Good riddance, Jeffrey Loria

Jeter commands 'instant respect' in Marlins' locker room (1:01)

Eduardo Perez assesses the impact Derek Jeter will have on Marlins players and the culture of the team. (1:01)

Jeffrey Loria bought the Florida Marlins in 2002 and the next season the club won a wild card and would rally to beat the Cubs in a memorable National League Championship Series and upset the Yankees to win the second World Series in franchise history.

Since winning that World Series, the Marlins haven’t made the playoffs. Key pieces like Derrek Lee, Josh Beckett and Brad Penny were traded away and Miguel Cabrera was eventually traded after the 2007 season. They’ve finished as high as second place just once since 2003 and are headed for their eighth consecutive losing season. It’s safe to say that nobody is really going to miss Jeffrey Loria as owner of the Marlins.

The Miami Herald reported that Loria has agreed to sell the team to a group led by billionaire money manager Bruce Sherman and former Yankees great Derek Jeter for $1.2 billion. Sherman, a venture capitalist with ties to Florida, would be the managing general partner of the group of investors (which includes Michael Jordan), while Jeter, who is reportedly investing $25 million of his own money, would run the franchise on both the business and baseball operations ends.
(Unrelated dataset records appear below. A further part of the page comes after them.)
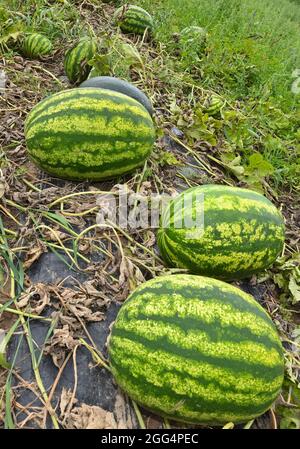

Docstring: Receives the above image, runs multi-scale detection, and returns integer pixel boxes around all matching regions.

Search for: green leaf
[118,42,144,67]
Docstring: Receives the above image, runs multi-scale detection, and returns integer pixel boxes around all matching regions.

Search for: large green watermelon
[158,185,284,280]
[79,76,154,115]
[114,4,153,35]
[25,88,155,180]
[109,275,284,425]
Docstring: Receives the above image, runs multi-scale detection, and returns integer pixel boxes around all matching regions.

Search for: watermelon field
[0,0,300,432]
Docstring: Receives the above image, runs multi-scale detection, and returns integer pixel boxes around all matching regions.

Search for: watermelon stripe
[109,354,272,422]
[110,336,281,401]
[26,88,152,124]
[111,337,278,407]
[25,107,151,133]
[120,311,280,351]
[126,279,276,329]
[114,328,282,382]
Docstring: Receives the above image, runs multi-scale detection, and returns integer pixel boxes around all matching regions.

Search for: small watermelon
[108,275,284,425]
[64,38,97,84]
[114,4,153,35]
[25,87,155,181]
[158,185,285,280]
[79,76,153,115]
[21,33,53,58]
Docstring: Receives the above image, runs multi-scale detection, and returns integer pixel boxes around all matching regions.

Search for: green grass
[138,0,300,107]
[134,0,300,190]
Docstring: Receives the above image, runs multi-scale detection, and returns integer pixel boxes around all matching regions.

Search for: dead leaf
[17,283,50,315]
[59,387,77,418]
[66,404,118,429]
[23,242,47,270]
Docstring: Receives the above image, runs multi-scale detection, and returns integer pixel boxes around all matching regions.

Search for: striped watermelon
[64,38,97,84]
[25,88,155,180]
[79,76,154,115]
[108,275,284,425]
[158,185,284,280]
[114,5,153,35]
[21,33,52,58]
[204,94,225,116]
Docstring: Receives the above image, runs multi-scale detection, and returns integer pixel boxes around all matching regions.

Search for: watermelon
[108,275,284,425]
[25,88,155,181]
[21,33,52,58]
[179,26,207,55]
[114,4,153,35]
[203,94,225,116]
[158,185,284,280]
[64,38,97,84]
[79,76,153,115]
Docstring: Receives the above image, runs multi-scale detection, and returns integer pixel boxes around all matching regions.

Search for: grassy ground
[0,0,300,428]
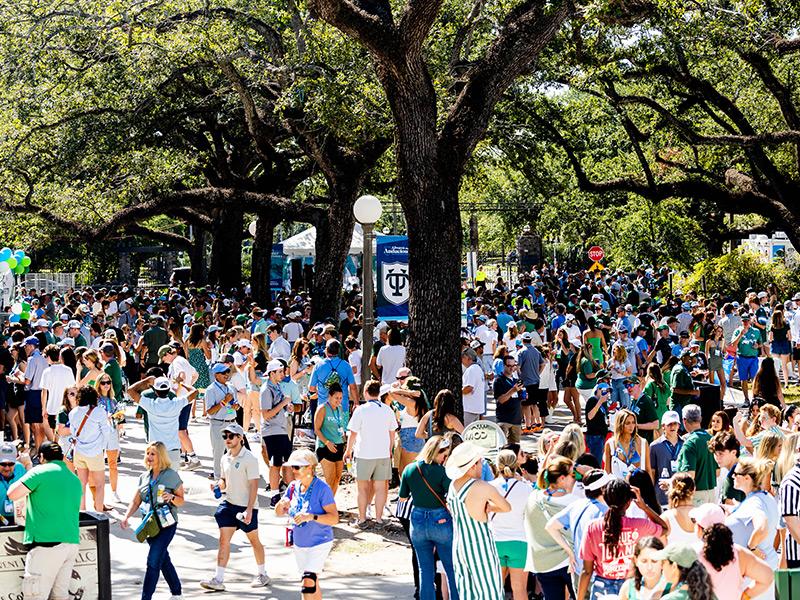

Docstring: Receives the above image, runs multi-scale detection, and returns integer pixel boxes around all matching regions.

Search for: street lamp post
[353,196,383,383]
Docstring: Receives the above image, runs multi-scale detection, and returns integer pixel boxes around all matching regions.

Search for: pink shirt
[581,517,661,579]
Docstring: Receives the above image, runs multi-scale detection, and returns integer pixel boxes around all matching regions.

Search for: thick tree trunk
[209,207,244,290]
[311,193,360,321]
[250,214,276,306]
[189,227,207,285]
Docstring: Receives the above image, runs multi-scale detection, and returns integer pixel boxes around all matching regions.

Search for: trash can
[0,512,111,600]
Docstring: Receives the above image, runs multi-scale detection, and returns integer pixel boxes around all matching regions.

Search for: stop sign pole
[588,246,606,271]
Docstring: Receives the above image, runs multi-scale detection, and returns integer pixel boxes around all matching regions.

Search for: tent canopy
[283,223,364,258]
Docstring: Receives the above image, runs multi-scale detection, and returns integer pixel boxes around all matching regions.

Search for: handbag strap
[75,406,94,438]
[417,463,450,512]
[489,479,519,521]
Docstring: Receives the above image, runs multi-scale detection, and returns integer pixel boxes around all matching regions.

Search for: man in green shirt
[668,348,700,414]
[625,375,658,444]
[676,404,718,506]
[8,442,82,600]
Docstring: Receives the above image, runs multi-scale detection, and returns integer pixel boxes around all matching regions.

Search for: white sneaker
[250,573,272,587]
[200,577,225,592]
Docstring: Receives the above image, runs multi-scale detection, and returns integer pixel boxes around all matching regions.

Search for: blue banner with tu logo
[375,235,409,321]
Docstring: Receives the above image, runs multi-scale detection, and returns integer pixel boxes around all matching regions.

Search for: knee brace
[300,571,317,594]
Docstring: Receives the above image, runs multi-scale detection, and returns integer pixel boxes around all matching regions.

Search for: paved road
[106,412,413,600]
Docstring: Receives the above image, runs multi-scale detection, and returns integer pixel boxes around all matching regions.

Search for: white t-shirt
[376,344,406,383]
[283,321,303,344]
[222,447,259,508]
[347,400,397,459]
[461,363,486,415]
[489,477,533,542]
[41,363,75,415]
[347,350,364,385]
[168,356,198,385]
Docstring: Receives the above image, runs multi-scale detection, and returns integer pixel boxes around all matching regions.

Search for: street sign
[589,246,606,262]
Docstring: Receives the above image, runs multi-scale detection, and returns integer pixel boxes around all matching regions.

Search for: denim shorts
[400,427,425,452]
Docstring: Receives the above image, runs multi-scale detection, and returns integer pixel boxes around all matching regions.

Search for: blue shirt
[554,498,608,574]
[517,343,542,385]
[283,477,335,548]
[309,357,356,412]
[0,463,25,517]
[25,349,50,390]
[205,380,236,421]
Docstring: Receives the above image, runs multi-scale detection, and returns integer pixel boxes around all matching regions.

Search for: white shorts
[294,541,333,574]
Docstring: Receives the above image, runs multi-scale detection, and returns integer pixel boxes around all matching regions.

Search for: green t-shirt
[103,360,123,402]
[676,429,717,492]
[398,461,450,509]
[575,358,595,390]
[631,393,659,444]
[733,327,761,358]
[20,460,83,544]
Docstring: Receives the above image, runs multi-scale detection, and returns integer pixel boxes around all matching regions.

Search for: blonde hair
[536,456,573,490]
[775,432,800,481]
[144,442,172,471]
[558,423,586,458]
[667,473,695,508]
[753,431,783,460]
[496,450,519,479]
[736,456,775,490]
[614,408,644,442]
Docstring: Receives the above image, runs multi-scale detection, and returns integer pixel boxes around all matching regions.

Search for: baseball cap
[661,410,681,425]
[0,444,17,463]
[653,544,697,569]
[153,377,169,392]
[283,449,319,467]
[222,423,244,437]
[689,502,725,529]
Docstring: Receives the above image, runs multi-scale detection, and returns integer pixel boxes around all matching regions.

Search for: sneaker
[250,573,272,587]
[200,577,225,592]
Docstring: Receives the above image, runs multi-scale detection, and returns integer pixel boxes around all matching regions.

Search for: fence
[18,271,83,293]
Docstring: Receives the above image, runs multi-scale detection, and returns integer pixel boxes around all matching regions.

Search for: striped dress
[447,479,505,600]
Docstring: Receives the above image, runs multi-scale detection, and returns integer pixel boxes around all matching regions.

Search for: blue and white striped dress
[447,479,505,600]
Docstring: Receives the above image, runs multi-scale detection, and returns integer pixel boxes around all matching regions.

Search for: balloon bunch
[8,300,31,323]
[0,248,31,275]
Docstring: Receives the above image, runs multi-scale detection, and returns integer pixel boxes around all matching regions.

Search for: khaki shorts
[72,450,106,471]
[356,458,392,481]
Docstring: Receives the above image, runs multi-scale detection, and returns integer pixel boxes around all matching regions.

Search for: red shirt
[581,517,661,579]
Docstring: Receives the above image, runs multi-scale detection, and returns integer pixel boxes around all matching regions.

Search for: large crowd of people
[0,265,800,600]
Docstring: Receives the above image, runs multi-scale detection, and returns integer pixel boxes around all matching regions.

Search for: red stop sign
[589,246,606,262]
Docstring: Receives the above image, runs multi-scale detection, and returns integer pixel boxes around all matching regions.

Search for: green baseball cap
[653,544,697,569]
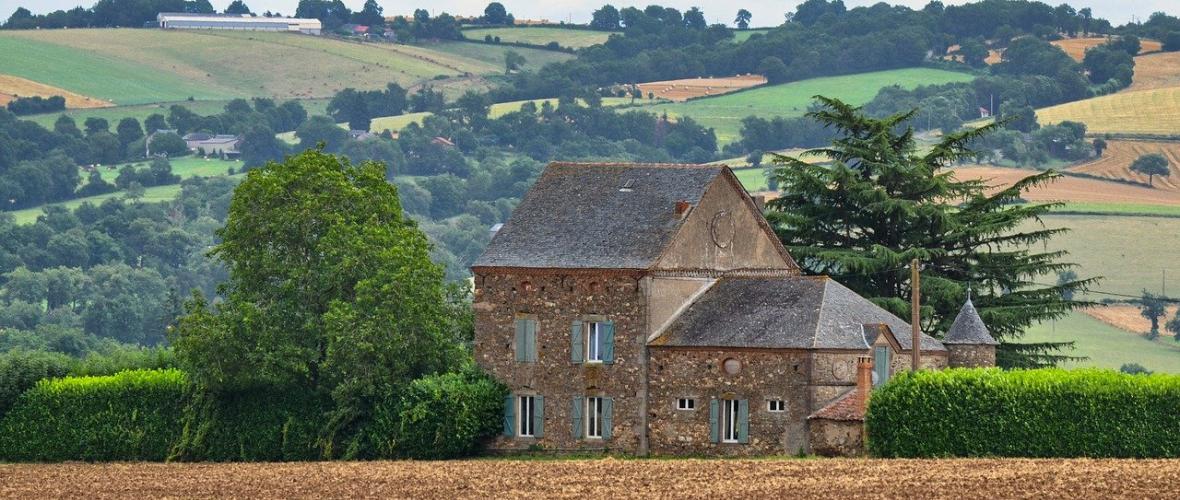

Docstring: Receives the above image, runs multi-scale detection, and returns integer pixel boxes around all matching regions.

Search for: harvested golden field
[638,74,766,101]
[0,74,113,110]
[1068,140,1180,191]
[955,166,1180,206]
[1123,52,1180,92]
[1036,87,1180,134]
[1082,305,1176,335]
[0,459,1180,499]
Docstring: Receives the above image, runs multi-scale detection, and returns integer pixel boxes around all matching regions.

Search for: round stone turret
[943,298,999,368]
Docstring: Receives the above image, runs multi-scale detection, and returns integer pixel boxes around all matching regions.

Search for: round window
[721,357,741,375]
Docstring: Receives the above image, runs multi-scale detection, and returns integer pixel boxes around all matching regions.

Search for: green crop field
[0,29,538,105]
[641,68,972,144]
[1017,313,1180,373]
[463,26,610,48]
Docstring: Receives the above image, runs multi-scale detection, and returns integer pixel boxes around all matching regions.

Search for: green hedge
[374,370,507,459]
[0,369,186,461]
[865,369,1180,458]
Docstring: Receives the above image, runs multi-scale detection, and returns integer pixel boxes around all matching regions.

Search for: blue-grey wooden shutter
[873,346,889,386]
[602,321,615,364]
[516,318,529,363]
[709,400,721,442]
[738,400,749,445]
[570,396,582,439]
[504,394,516,438]
[524,320,537,363]
[602,397,615,440]
[570,320,582,363]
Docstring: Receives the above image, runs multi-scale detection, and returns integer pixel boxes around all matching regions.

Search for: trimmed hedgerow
[374,370,507,459]
[865,369,1180,458]
[0,369,185,461]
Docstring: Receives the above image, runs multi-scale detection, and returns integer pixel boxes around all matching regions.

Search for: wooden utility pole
[910,258,922,371]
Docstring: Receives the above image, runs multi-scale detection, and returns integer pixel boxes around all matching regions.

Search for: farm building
[156,12,322,34]
[472,163,995,455]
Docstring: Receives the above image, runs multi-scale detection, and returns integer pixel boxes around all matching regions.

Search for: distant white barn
[156,12,323,34]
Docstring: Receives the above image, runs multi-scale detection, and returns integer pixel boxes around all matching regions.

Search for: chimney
[857,356,873,414]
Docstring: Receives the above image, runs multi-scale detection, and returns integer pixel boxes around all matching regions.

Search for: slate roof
[943,298,999,346]
[651,276,946,351]
[472,163,725,269]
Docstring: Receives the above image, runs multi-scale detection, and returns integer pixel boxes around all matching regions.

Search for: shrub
[0,369,185,461]
[865,369,1180,458]
[374,369,507,459]
[170,387,329,461]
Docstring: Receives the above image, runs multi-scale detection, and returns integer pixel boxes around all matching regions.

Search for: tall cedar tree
[767,97,1094,367]
[171,150,463,456]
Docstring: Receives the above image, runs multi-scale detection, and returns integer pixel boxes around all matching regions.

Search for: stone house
[472,163,995,455]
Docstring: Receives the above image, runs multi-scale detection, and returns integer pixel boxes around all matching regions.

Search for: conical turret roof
[943,298,999,346]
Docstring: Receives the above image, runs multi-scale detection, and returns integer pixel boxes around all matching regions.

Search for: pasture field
[0,458,1180,499]
[641,68,972,144]
[953,166,1180,208]
[1036,87,1180,134]
[463,26,610,48]
[0,74,111,108]
[638,74,766,103]
[1123,52,1180,92]
[1069,140,1180,191]
[1017,311,1180,373]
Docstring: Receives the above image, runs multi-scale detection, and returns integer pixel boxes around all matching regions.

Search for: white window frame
[583,397,603,439]
[584,321,607,363]
[721,400,741,443]
[517,395,537,438]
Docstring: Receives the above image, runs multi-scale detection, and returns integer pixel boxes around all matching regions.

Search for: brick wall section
[648,347,808,455]
[474,272,647,453]
[946,344,996,368]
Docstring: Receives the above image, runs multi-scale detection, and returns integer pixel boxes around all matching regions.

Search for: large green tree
[767,97,1093,367]
[172,150,460,455]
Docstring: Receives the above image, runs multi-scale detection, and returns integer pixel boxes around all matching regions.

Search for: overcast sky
[0,0,1180,26]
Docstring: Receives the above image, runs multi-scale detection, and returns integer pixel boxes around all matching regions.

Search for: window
[586,322,607,363]
[516,317,537,363]
[721,400,740,442]
[517,396,537,438]
[586,397,602,439]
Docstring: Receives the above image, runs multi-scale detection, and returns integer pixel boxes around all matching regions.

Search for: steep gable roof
[651,277,946,351]
[472,163,726,269]
[943,298,999,346]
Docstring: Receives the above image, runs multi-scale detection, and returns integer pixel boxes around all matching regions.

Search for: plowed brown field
[638,74,766,101]
[955,166,1180,205]
[0,74,113,110]
[0,459,1180,499]
[1082,305,1176,335]
[1069,140,1180,191]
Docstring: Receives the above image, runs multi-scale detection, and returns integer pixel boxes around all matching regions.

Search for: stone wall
[946,344,996,368]
[474,272,647,453]
[648,347,809,455]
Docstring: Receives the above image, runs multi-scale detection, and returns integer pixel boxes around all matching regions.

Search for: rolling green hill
[642,68,972,144]
[463,26,610,48]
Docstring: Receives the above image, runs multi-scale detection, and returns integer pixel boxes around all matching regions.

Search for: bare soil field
[0,74,113,110]
[0,459,1180,499]
[955,166,1180,206]
[638,74,766,103]
[1082,305,1176,335]
[1068,140,1180,191]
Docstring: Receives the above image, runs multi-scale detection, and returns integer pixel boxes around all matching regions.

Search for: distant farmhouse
[156,12,323,34]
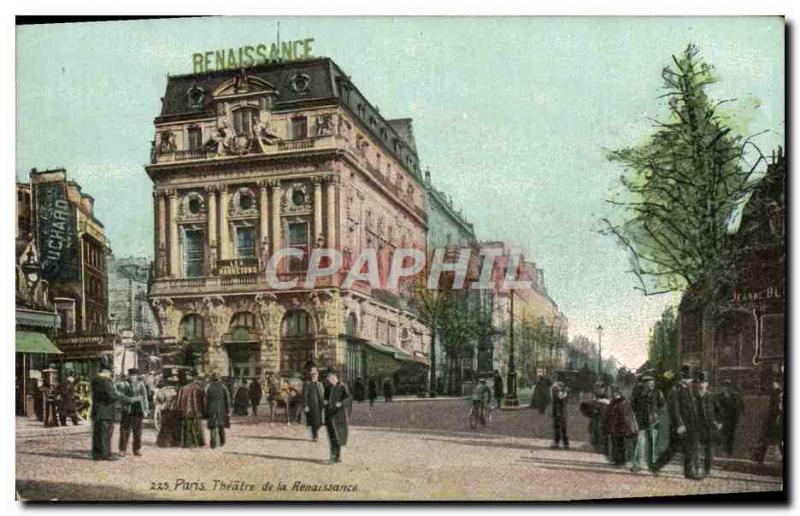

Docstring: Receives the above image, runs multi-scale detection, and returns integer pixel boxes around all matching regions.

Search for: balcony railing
[150,135,332,164]
[278,138,316,151]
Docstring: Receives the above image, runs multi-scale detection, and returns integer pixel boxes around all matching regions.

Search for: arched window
[281,310,312,337]
[347,313,358,337]
[230,312,256,330]
[181,314,204,340]
[233,107,258,136]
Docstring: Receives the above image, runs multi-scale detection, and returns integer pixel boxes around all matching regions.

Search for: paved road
[16,400,781,501]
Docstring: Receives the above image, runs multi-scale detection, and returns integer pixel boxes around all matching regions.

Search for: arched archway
[223,311,263,379]
[280,310,315,376]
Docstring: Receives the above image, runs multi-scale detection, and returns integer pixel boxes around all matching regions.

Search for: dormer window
[186,85,206,108]
[233,108,258,136]
[187,125,203,150]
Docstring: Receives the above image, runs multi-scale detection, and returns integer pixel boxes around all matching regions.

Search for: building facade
[424,170,492,394]
[22,169,113,376]
[481,241,569,387]
[679,149,786,392]
[146,59,428,384]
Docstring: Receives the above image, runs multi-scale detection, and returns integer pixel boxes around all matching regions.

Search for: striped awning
[17,331,62,355]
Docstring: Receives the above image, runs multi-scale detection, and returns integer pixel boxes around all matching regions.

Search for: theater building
[146,58,428,379]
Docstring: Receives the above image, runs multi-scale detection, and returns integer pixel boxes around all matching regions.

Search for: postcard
[15,16,787,503]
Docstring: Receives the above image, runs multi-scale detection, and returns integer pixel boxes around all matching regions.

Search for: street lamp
[503,289,519,407]
[22,252,42,285]
[597,325,603,380]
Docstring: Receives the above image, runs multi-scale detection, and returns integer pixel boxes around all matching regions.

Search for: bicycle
[469,402,492,430]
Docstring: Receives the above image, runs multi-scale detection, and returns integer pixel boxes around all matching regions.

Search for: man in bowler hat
[652,365,700,480]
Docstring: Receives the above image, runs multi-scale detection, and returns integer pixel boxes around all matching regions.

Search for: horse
[265,376,303,425]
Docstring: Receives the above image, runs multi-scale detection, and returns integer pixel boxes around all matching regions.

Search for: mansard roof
[155,57,420,178]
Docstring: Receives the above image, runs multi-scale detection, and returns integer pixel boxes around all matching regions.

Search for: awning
[17,331,62,355]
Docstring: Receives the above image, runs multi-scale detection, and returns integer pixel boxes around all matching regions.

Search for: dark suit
[694,392,717,475]
[92,376,134,460]
[303,382,325,441]
[203,380,231,448]
[325,383,353,462]
[653,382,698,478]
[716,389,744,455]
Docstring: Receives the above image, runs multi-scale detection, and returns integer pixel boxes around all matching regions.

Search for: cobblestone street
[16,400,781,501]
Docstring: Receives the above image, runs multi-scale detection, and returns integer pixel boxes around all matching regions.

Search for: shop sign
[35,181,80,282]
[192,38,314,73]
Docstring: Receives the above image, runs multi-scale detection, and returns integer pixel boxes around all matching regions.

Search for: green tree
[602,45,763,308]
[647,307,681,375]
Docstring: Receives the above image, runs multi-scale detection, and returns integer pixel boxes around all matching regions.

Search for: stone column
[325,176,338,249]
[258,181,269,260]
[153,191,167,277]
[206,186,218,246]
[311,176,324,247]
[206,185,219,276]
[269,179,281,254]
[166,188,181,278]
[217,185,230,260]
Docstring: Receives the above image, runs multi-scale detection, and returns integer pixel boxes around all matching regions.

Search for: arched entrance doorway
[222,312,262,379]
[280,310,315,376]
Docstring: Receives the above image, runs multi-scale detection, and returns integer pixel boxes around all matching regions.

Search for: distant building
[424,167,484,394]
[481,241,569,387]
[679,149,786,392]
[106,254,159,340]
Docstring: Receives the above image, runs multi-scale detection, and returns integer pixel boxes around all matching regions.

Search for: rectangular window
[233,109,257,136]
[289,116,308,140]
[183,230,203,278]
[761,314,784,358]
[236,227,256,258]
[288,222,308,272]
[189,127,203,150]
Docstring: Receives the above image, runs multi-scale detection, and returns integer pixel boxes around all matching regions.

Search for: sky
[15,17,784,367]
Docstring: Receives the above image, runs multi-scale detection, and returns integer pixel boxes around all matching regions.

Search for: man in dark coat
[383,376,394,401]
[303,367,325,442]
[119,369,150,457]
[551,382,569,450]
[693,371,722,477]
[753,373,783,463]
[249,378,264,416]
[631,376,665,471]
[324,369,353,464]
[603,387,639,466]
[367,376,378,407]
[177,374,206,448]
[56,373,78,426]
[233,378,250,416]
[492,369,504,408]
[716,378,744,457]
[204,373,231,448]
[92,368,132,460]
[531,376,553,414]
[653,365,699,480]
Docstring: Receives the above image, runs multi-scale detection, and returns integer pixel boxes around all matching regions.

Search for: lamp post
[503,289,519,407]
[597,325,603,380]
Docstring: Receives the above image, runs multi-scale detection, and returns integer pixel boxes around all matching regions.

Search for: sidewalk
[15,416,92,439]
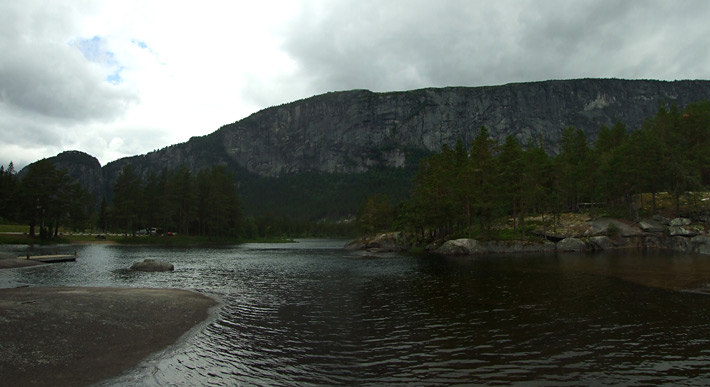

Loria’s ultimate legacy will be that of a lousy and disliked owner, but, in one sense, he outfoxed everyone all along. His original investment was $30 million in the Montreal Expos. Some of his former partners there accused him of deliberately destroying baseball in Montreal. He became part of a controversial swap that allowed him to buy the Marlins and then-Marlins owner John Henry to purchase the Red Sox while the league-owned Expos were eventually relocated to Washington, D.C.

After crying poor for years, Miami-Dade County finally caved and helped build Loria a stadium in what will be an economically disastrous deal for the county: a $91 million loan will eventually cost the county more than $1 billion to pay off. That’s not Loria’s fault, but the new stadium has done little to improve the Marlins’ fortunes.

For years, Loria’s game plan seemed simple: Keep the payroll as low as possible while cashing a big revenue-sharing check. The Marlins ran the majors’ lowest payroll in 2006, 2008, 2009, 2014 and 2015 while ranking second-lowest in two other seasons. The Marlins undoubtedly were profitable many of those years despite poor attendance and poor TV revenue. In fact, in 2010 the club was forced to raise its payroll after reaching an agreement with the union. Ultimately, this was a skinflint owner who may have liked baseball, but had no idea how to build a successful franchise. The team has rarely invested in Latin America and the farm system has turned into one of the weakest in the game in recent years.

The past two seasons, the Marlins did raise their payroll, essentially doubling the total from 2015, and the club had the 20th-highest Opening Day payroll. Unfortunately, the product on the field remained mediocre and the Herald reported that “The Marlins are expected to lose more than $60 million this season, according to a source who has seen their books.” The team reportedly carried a debt of $500 million.

If that’s the case, I guess the billion-dollar question is what Sherman, Jeter & Co. can hope for with this purchase. Loria’s ultimate failure wasn’t just on the field, but in building a fan base. The team ranks last in attendance in the National League -- just as it has each season since 2006, except for the first year in the new ballpark. Maybe that’s not Loria’s fault. It could be that Miami just isn’t a good baseball city (or sports city, for that matter). But it’s also true that the fans were treated to the sell-off after 1997 and then Loria’s slow sell-off of the 2003 team. It also takes a generation or two to form a history and loyalty needed for consistent support. Still, who wants to support a team that is suing one of its own fans?

Winning over the fans may be tougher than building a winning team, and who knows how much the team’s finances will affect the new owners and the ability to spend on payroll (it doesn’t help that Giancarlo Stanton’s salary increases from $14.5 million to $25 million next season and escalates from there if he doesn’t opt out).

The other unknown is Jeter. He was obviously a great player, but that doesn’t mean he’ll be great at running a baseball team. It also doesn’t mean he won’t be great. It’s impossible to know. As good a player as he was, it’s difficult to get a read on Jeter’s potential acumen in running a team. He was always the master of being accessible without ever saying anything that was interesting.

Still, this can be viewed only as positive news in South Florida. The franchise needs new blood and new ideas. Good riddance to a bad owner. For the first time in a long time, there’s hope in Miami.